I closed my eyes to shut out her nonsense, but the bell was too loud. There’d be no peace until she’d finished.
‘What have the doctors said, then?’ Dad asked, while Mum carried on carrying on.
‘They think it was a panic attack, which is ridiculous – what have I got to panic about?’ The beeping from the heart monitor picked up pace and Dad gave me a look. ‘What?!’
‘Let’s be real, love; it’s only us here now,’ he said, gently. ‘You’ve been running yourself ragged and you know it.’
‘You’re worn out,’ Mum agreed, her energy finally spent. ‘Working sixty hours a week, with all this Mark stuff going through on top. It’s been too much. Staying with us probably hasn’t helped.’

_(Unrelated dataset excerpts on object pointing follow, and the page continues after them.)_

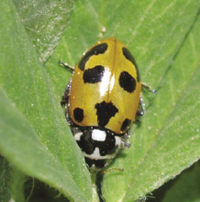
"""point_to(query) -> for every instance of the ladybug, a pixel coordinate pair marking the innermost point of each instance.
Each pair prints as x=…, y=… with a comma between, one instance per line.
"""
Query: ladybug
x=102, y=100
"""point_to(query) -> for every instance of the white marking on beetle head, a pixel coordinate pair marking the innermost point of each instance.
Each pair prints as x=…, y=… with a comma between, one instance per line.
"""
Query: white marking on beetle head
x=77, y=136
x=98, y=135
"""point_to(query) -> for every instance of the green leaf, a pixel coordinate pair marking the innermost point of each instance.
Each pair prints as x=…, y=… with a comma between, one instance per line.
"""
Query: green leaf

‘It has! I’d have had nowhere to go otherwise. I’ve really appreciated having you there, and it was only a temporary solution – I’m back in the flat now.’

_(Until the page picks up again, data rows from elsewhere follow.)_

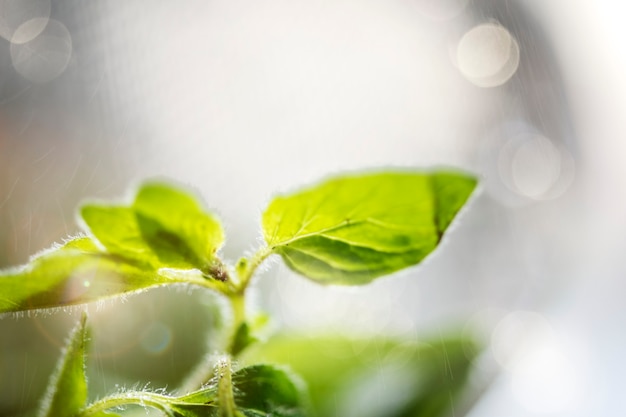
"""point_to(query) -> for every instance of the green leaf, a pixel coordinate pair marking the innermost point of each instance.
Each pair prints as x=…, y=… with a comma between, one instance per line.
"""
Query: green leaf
x=75, y=273
x=374, y=377
x=262, y=390
x=67, y=389
x=242, y=339
x=175, y=212
x=164, y=227
x=259, y=390
x=352, y=229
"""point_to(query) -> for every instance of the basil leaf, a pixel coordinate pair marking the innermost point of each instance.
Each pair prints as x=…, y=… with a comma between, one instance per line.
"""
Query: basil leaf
x=375, y=377
x=262, y=390
x=75, y=273
x=167, y=210
x=164, y=228
x=352, y=229
x=67, y=389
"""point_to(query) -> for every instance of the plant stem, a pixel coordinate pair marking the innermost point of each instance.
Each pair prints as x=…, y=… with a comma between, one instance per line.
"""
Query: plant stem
x=226, y=399
x=247, y=270
x=143, y=399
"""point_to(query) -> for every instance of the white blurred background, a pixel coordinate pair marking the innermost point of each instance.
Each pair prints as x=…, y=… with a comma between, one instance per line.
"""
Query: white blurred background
x=242, y=99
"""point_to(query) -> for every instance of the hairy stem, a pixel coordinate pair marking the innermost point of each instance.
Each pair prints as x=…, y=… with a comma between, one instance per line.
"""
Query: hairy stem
x=149, y=399
x=225, y=396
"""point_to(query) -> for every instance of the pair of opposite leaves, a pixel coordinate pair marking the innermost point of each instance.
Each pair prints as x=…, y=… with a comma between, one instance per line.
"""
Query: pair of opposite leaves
x=346, y=230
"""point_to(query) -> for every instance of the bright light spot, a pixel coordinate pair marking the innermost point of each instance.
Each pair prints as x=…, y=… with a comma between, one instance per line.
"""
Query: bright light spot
x=156, y=338
x=544, y=381
x=440, y=9
x=544, y=377
x=533, y=167
x=31, y=16
x=515, y=332
x=536, y=167
x=44, y=57
x=488, y=55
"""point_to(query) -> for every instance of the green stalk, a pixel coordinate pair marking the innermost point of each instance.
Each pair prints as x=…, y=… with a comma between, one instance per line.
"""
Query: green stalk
x=225, y=396
x=150, y=399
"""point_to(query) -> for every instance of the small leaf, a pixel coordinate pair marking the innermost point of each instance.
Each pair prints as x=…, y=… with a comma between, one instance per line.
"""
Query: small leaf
x=350, y=230
x=262, y=390
x=164, y=228
x=409, y=378
x=75, y=273
x=256, y=391
x=67, y=390
x=176, y=212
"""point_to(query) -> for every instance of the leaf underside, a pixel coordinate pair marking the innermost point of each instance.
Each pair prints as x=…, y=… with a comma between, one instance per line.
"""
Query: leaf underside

‘That you are. Which is a step in the right direction,’ Dad said. ‘As long as you don’t spend the hour you’ve saved working. You need time to rest and play too.’
‘It’s been a lot for me and your father, so I can only imagine how you must feel.’
‘You’re a stress sponge, Sara,’ Dad said. ‘Absorbing it all in with no complaints, and now it’s too heavy to carry. Time to put it all down.’
‘Knock, knock,’ Dr Fielding called, whipping back the curtain to reveal several other people on the ward. He immediately clocked the sage bundle in Mum’s hand.
‘Just giving the space a quick cleanse,’ she said, with a reassuring smile.
I shrank under the sheets, as the monitor kicked in again, my heartbeat back to normal.
‘Can we take Sara home?’ Dad asked.
‘I think so, yes. There won’t be any medication dispensed, but please think about your lifestyle and try and make good choices when it comes to diet and exercise.’
I instinctively took a deep breath to oxygenate myself.
‘Exactly,’ he said with a smile. ‘You might also consider taking some time off work. I’d be happy to write to your GP.’
‘This is what we’ve been saying, Sara,’ Dad chided.
‘I am taking time off – I’m on annual leave for the next two weeks.’
‘Right. Well then, that’s a good start,’ Dr Fielding said.
‘It is,’ Mum said, solemnly. ‘Sara, you must do exactly as the doctor says. He’s here to help.’
‘Of course, I can only advise you.’ The doctor finished tapping his notes into his iPad. ‘Entirely up to you what you choose to do with it.’
I breathed a sigh of relief. Advisory was fine. A fortnight pottering around the flat and I’d be right as rain. I just needed a bath and a Snickers.
‘Most people would be thrilled to have some time off work,’ Mum said, fussing dramatically. ‘You’ll stress yourself into an early grave at this rate. No one “makes partner” in heaven, you know.’
Dad nodded his agreement. ‘No pockets in shrouds.’
‘I don’t want any pockets – what are you two talking about?’ The heart monitor started beeping. ‘Why can’t you understand how important this promotion is to me? I’m at a critical stage in the process and I just need your support.’
I wanted to scream, but I was conscious of three sets of eyes on me and the heart monitor giving me away. I swallowed down my panic and smiled sweetly. ‘Thank you for the advice, Doctor. I’ll get myself home, then see how I feel.’
No one could force me to stay off work. I’d have my two weeks at home and that would be that.